The Circular Graining is a circular satin finish, a form of smoothing that produces fine circular lines and adds shine. This decoration is achieved by pressing a “baff”, a buffing stick, onto the surface of a rotating piece.
Diamond polishing is carried out by turning or milling on non-ferrous metals, using tools set with diamonds. Diamond polishing is used to produce high gloss surfaces, such as on bridge bevels.
The craftsman first removes machining marks and burrs from the flanks, then begins the étirage or drawing process, using different files to achieve a smooth, clean appearance. These processes leave marks and striations. Careful smoothing and polishing will result in a honed, even surface, which is essential for good bevelling.
Rhodium plating consists of electrolytically depositing a layer of 24k gold and then rhodium on a component to prevent corrosion and extend its life.
Passion, precision and innovation are the three essential qualities that highlight the creative genius of Franck Muller. For over twenty years, the history of our watches has been marked by innumerable masterpieces and collections giving a contemporary style and spirit within the legendary universe of the Art of Watchmaking.
In the workshops of Franck Muller Watchland, the watchmakers have the privilege of assembling the movement in its entirety. It is important that each part is given the individual attention it requires so that every wristwatch leaving Genthod workshops passes the test of time with distinction and that the excellence of the art of watchmaking may be passed on from generation to generation. Many artistic crafts are essential to watchmaking and, in Fine Watchmaking, respect is shown for perfect mastery of them. Franck Muller continually strives to perfect and extend his research into every single watch component, constantly refining the essential link between cutting-edge techniques and traditional craftsmanship.
As such, Franck Muller engraving workshops perpetuate this traditional craft, favoring ancestral expertise by respecting entirely hand work, with no intervention other than the talent of the artist and his tool.

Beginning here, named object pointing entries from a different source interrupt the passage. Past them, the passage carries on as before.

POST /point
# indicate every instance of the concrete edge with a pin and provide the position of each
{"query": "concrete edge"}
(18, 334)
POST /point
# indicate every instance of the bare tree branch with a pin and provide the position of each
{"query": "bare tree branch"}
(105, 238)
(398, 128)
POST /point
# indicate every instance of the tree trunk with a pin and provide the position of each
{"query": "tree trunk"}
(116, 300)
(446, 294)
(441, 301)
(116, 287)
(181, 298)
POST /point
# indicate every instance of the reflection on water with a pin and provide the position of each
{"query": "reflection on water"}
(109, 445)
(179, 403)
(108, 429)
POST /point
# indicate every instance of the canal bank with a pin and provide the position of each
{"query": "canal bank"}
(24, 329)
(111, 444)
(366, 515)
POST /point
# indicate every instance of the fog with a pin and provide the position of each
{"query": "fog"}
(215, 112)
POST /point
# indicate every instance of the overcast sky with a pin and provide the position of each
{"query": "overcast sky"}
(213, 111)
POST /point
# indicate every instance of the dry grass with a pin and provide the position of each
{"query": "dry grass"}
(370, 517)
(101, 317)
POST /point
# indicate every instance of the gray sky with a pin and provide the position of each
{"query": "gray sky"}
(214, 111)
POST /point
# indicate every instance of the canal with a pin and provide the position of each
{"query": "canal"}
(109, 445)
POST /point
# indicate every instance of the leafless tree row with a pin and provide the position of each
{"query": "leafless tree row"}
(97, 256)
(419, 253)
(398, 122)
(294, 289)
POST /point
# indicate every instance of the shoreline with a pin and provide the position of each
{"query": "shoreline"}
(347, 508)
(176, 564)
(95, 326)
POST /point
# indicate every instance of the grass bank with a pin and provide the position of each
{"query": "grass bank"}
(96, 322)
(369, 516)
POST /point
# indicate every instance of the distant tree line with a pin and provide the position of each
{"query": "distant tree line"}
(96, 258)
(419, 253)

Every component becomes “the” showpiece of the watch when one contemplates the beauty and precision in the creation and decoration of every part. The degree of hand finishing and hand craftsmanship on Franck Muller watches and their grand complications are exemplary within the industry. The care, patience and attention given to each component is tremendous. An artisan decorator is sometimes required to work 20 hours on a single component. Even if the components will not be visible, it is very important that the beautiful movement looks as beautiful inside as outside. This level of care is what gives to the Franck Muller timepieces their identity and their infinite value.